Monthly Archive for May, 2011

The nature of science in 2051

Right now scientific questions are chosen for study in a largely autocratic way. Typically grants for research on particular questions come from federal funding agencies, and scientists competitively apply with the money going to the chosen researcher via a peer review process.

I suspect, as the tools of online science become increasingly available, the real questions people face in their day to day lives will be more readily answered. If you think about all the things you do and decisions you make in a day, many of them don’t have a strong empirical basis. How you wash the dishes or do laundry, what foods are healthy, what environment to maintain in your house, what common illness remedies work best, who knows, but these types of questions, the ones that occur to you as you go about your daily business, aren’t prioritized in the investigatory model we have now for science.
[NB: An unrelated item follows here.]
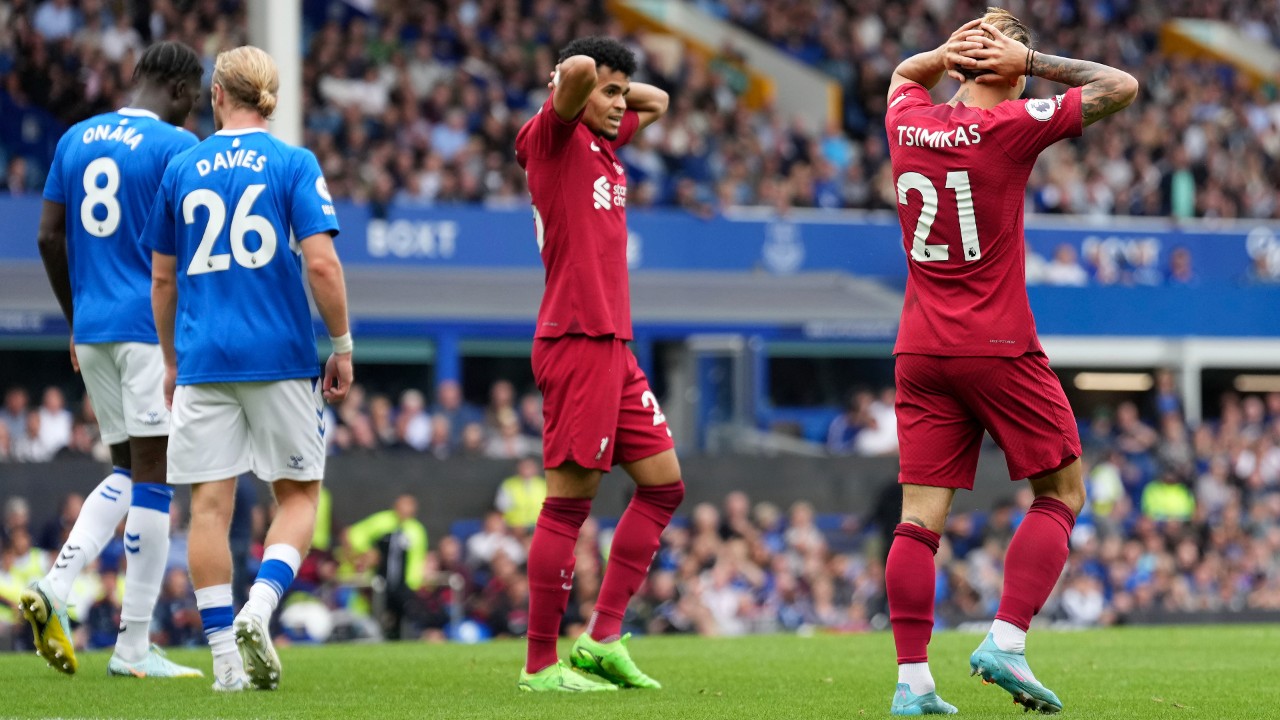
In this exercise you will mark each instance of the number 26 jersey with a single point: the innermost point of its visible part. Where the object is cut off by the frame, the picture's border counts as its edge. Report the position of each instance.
(960, 177)
(232, 210)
I predict that scientific investigation as a whole, not just that that is government funded, will move substantially toward providing answers to questions of local importance.

Regulatory steps toward open science and reproducibility: we need a science cloud

This past January Obama signed the America COMPETES Re-authorization Act. It contains two interesting sections that advance the notions of open data and the federal role in supporting online access to scientific archives: 103 and 104, which read in part:

• § 103: “The Director [of the Office of Science and Technology Policy at the Whitehouse] shall establish a working group under the National Science and Technology Council with the responsibility to coordinate Federal science agency research and policies related to the dissemination and long-term stewardship of the results of unclassified research, including digital data and peer-reviewed scholarly publications, supported wholly, or in part, by funding from the Federal science agencies.” (emphasis added)

This is a cause for celebration insofar as Congress has recognized that published articles are an incomplete communication of computational scientific knowledge, and the data (and code) must be included as well.

• § 104: Federal Scientific Collections: The Office of Science and Technology Policy “shall develop policies for the management and use of Federal scientific collections to improve the quality, organization, access, including online access, and long-term preservation of such collections for the benefit of the scientific enterprise.” (emphasis added)

I was very happy to see the importance of online access recognized, and hopefully this will include the data and code that underlies published computational results.

One step further in each of these directions: mention code explicitly and create a federally funded cloud not only for data but linked to code and computational results to enable reproducibility.

Generalize and register research hypotheses before analysis

Stanley Young is Director of Bioinformatics at the National Institute for Statistical Sciences, and gave a talk in 2009 on problems in modern scientific research. For example: 1 in 20 NIH-funded studies actually replicates; closed data and opacity; model selection for significance; multiple comparisons.. Here is the link to his talk: Everything Is Dangerous: A Controversy. There are a number of good examples in the talk and Young anticipates and is more intellectually coherent than the New Yorker article The Truth Wears Off if you were interested in that.

Idea: Generalize, where scientists register their hypotheses prior to carrying out their experiment. Why not do this for all hypothesis tests? Have a site where the hypotheses are logged and time stamped before researchers gather the data or carry out the actual hypothesis testing for the project. I’ve heard this idea mentioned occasionally and both Young and Lehrer mentions it as well.